3 children in the park I'm writing in are counting to 3 and screaming as loud as they can—blood curdling. Like a bird being boiled.


My mother, when she worked in restaurants, said that they have to boil lobsters alive to ensure they're safe to eat. Dead scavengers rot quickly. The head chef yesterday at the restaurant where I bartend corrected me (and my mother I guess) saying that the whistling tones aren't the screams of a crustacean but rather air escaping from their bodies as they boil. Like a tea kettle. He went on to say that we know very little about about the nervous system of a crustacean. With cows, he said, a bullet between the eyes into their brains help them to feel nothing of their execution. Chef said, if you cut a lobsters head off, it's still alive. It could still, theoretically feel the pain of the execution. Boiling them, he argues, IS the most humane way to prepare the creatures for consumption.

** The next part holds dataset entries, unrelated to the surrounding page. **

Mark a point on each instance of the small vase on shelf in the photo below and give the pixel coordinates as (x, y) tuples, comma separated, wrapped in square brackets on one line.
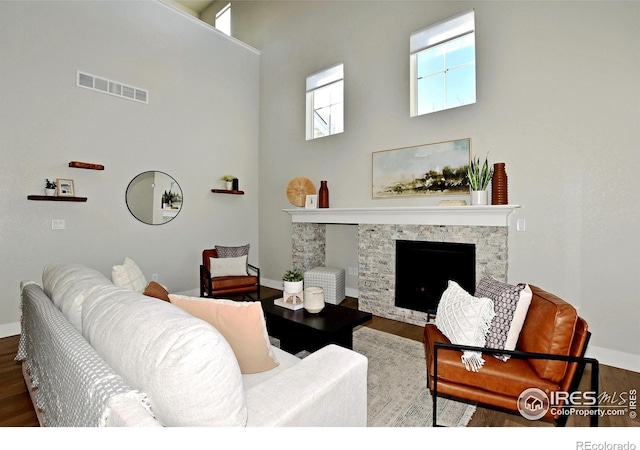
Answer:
[(323, 195), (479, 197), (499, 188)]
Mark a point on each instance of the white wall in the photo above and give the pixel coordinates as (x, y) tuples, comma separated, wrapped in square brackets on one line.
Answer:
[(201, 122), (558, 97)]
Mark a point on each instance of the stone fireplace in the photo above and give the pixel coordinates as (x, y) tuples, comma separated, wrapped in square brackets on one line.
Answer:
[(486, 227), (424, 268)]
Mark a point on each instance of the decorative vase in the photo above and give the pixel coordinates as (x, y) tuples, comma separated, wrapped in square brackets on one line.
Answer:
[(499, 188), (293, 292), (479, 197), (314, 299), (323, 195)]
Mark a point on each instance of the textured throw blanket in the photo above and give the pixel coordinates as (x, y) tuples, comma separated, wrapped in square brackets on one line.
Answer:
[(74, 385)]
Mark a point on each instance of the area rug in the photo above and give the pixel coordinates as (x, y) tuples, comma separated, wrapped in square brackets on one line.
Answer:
[(397, 385)]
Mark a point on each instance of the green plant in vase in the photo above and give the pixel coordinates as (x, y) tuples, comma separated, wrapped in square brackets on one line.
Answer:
[(479, 175)]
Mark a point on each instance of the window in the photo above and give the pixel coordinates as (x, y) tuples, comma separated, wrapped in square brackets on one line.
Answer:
[(223, 19), (443, 65), (325, 102)]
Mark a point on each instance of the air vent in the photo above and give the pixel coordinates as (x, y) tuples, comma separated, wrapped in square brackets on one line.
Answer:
[(110, 87)]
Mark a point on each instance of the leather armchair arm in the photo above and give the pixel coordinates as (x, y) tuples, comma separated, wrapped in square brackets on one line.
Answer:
[(581, 360)]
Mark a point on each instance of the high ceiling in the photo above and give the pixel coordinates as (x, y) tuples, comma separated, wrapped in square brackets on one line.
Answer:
[(196, 6)]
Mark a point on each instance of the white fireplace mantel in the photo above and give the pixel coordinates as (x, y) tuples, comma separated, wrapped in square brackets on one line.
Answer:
[(493, 215)]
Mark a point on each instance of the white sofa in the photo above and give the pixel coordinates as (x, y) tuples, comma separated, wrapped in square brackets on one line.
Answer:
[(101, 355)]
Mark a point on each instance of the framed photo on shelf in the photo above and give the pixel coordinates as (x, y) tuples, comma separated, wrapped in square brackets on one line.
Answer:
[(311, 202), (65, 187)]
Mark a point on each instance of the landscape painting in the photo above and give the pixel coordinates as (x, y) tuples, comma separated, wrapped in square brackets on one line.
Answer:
[(429, 169)]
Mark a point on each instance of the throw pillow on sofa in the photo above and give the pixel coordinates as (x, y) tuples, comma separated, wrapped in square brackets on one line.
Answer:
[(156, 290), (465, 320), (241, 323), (184, 365), (511, 304), (128, 275), (68, 285)]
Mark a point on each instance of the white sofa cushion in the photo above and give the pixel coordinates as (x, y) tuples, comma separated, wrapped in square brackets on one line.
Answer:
[(68, 285), (241, 323), (128, 275), (285, 361), (185, 366)]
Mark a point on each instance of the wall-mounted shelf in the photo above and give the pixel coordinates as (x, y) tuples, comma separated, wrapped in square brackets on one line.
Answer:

I won't pretend to be a righteous vegan or vegetarian. I do however, wonder if an effort to avoid consuming matter laced with the trauma of it's execution could improve my own mental health.


I studied for a summer in Amsterdam. Down the 'gracht' (Dutch for canal) was the the Chicken Man: a local who had started his own shop selling rotisserie chickens. Half chickens, chicken sandwhiches, sauces, etc. One day, in going with a friend, we both decided on the "half chicken" meal. The Chicken Man palmed a rotisserie chicken from the oven, planted in on a cutting board in front of us and, with his other hand, used what looked like fabric scissors and cut. the chicken. down. the middle.


He plopped each half onto it's own paper plate, garnished it with some kind of slaw and a roll and handed my friend and I each a plate of the same chicken.


The experience itself was enough to weep. Meat and bones and skin like I had, split with scissors and slopped onto two slivers of a cut down tree.


Jake and I ate together.


"This is protein," I said.


Jake, cheery and gracious as he is responds, "Yep!"


"No," I say, "this makes up our muscles"


"Sure..." he eats without speaking.


"But it's the same chicken... so, in a micro way... we'll be made of the same... stuff"


It wasn't anything that meant very much at the time. To many, it probably doesn't mean much to anybody now. But maybe what it could mean —is that sharing a meal is more lasting than we can imagine.


"Such as we are made of, such we be."